Grey and brown leaves fainted hopelessly down on our shoulders, leaving the crumbling trees naked as a stiff winter. Skinny branches reached out towards the visitors as we passed, and stroked us gently with a dreading linger, filled with despair and anxiety, shying away from the cold future ahead.

"Wait," the girl said silently, almost whispering. We stopped and looked at her. Waiting. She did not look up to face us. Her eyes had frozen and were incapable of resting their stare at anything but the devouring ground beneath her. "I don't think we should continue".

Murmur. Scattered and confused. We looked at the girl again.

"What do you mean?" the oldest one asked her.

"I don't think we should continue," she repeated. "I think we've gone far enough."

"Hey," the boy started in a tone apparently supposed to sound comforting. "Don't worry, we're nearly there!"

The girl's eyes shot up and penetrated the boy's previously confident stare.

"You said that last week as well," she argued stubbornly. "And the week before that. And the one before that again!" The elder reached out to calm her down, but she flung her arms into the air, jumping three steps backwards.

"Stop it!" she yelled, looking terrified at us. Her friends. Her family. We frowned at her. The girl. The young girl. Our youngest.

"Don't you see?" she exclaimed, opening her palms towards the surroundings. Our grey, dying surroundings. We moved our eyes round and round in their hollow sockets, but no matter how much we saw, we could not understand. What were we supposed to see?
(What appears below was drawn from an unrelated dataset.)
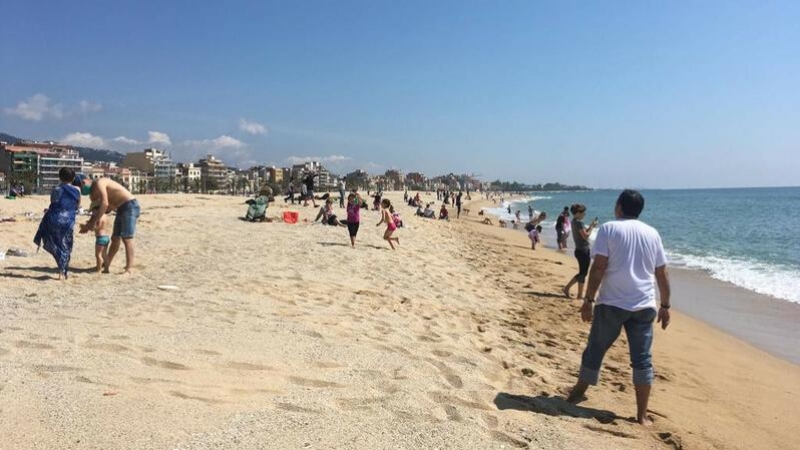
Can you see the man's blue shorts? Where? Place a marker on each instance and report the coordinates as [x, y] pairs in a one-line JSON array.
[[125, 222]]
The girl's arms fell lifelessly down from the air and hit her clammy jacket with a soft swoosh. I flinched. She shook her little head, and we could see her transforming gaze collect raindrops from nowhere. Long, dark braids clinked around her waist. We took two steps forwards, in the backward direction, towards our three-steps-behind girl, but she did not take our begging, thin arms. She continued shaking her little head, her drowning eyes gaining colour.
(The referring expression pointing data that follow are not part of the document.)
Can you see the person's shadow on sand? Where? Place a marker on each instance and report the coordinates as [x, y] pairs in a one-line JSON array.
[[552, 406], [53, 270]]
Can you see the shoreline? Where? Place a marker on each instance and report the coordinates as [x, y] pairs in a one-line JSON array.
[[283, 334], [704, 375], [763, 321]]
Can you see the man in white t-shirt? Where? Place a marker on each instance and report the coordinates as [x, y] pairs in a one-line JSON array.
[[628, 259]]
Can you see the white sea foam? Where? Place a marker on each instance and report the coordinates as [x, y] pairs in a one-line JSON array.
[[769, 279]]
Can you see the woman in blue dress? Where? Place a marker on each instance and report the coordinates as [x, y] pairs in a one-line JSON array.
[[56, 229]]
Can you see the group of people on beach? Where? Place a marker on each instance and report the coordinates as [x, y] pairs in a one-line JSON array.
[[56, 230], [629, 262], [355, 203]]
"What is it that we can't see?" I asked, for I was confused. "What is it?" And then the girl's face smiled, but she did not. We frowned once more and shook our confused heads.

"It's not real," she said. Louder, this time. "None of it." We did not react. "LOOK!" I flinched again, she raised her again while she shouted, and the jacket followed, swoosh!
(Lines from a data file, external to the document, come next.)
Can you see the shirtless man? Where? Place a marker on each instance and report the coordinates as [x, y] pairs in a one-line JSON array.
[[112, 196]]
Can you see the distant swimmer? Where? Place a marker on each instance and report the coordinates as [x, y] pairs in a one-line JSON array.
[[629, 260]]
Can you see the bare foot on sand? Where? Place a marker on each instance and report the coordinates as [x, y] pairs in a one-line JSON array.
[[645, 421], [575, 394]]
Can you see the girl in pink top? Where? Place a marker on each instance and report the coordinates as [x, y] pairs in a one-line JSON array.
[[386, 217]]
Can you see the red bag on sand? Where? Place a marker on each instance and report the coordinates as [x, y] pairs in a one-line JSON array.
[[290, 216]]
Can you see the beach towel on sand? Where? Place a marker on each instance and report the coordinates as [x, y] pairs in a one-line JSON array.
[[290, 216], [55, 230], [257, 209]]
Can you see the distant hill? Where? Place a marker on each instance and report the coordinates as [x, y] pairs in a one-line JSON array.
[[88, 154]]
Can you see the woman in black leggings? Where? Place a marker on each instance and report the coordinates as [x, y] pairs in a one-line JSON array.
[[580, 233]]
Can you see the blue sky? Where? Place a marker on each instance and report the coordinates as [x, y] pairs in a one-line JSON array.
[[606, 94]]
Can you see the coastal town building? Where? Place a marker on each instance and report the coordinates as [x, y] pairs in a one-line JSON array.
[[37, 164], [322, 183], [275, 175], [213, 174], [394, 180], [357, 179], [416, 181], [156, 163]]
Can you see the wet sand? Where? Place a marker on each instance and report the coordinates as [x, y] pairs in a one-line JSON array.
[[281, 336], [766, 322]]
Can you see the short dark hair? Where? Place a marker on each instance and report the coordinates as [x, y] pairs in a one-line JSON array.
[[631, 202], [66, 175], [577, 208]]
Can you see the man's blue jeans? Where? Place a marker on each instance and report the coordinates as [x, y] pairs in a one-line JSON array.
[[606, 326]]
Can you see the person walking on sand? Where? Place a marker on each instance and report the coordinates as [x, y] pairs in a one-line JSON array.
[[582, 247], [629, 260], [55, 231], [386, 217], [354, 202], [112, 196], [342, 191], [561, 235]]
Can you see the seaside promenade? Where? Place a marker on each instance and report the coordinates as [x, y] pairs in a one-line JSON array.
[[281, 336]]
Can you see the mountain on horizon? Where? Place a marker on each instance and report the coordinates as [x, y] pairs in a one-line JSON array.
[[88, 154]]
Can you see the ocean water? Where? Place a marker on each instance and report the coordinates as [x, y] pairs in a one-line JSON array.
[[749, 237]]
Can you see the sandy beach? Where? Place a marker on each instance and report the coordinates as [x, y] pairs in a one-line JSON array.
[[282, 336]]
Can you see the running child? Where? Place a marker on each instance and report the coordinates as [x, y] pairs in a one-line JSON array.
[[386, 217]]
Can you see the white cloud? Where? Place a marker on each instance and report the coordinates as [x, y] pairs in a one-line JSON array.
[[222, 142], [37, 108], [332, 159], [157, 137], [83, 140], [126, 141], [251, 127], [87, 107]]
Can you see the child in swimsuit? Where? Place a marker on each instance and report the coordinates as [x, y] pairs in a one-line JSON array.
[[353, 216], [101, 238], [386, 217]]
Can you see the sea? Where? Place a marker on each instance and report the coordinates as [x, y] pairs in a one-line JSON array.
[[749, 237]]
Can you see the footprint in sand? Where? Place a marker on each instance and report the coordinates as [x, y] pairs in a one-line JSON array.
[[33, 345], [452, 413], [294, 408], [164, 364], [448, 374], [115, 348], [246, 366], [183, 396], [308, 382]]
"I don't think we should continue," she said silently and lowered her arms. Her voice was so quiet, as if she beckoned us to listen more carefully. To truly understand. But we didn't.

"What's going on?" the oldest one shouted from the front. We turned around to the soaked, grey and dying environment. "We need to keep going!" And so, we carried on.

I did not know where we were going. None of us did. But was that not a bit strange? Grasped by a sense I could not ignore, I stopped, mesmerized by the devouring mud below.

"Wait," said I silently, and everyone stopped to look at me. "I don't think we should continue."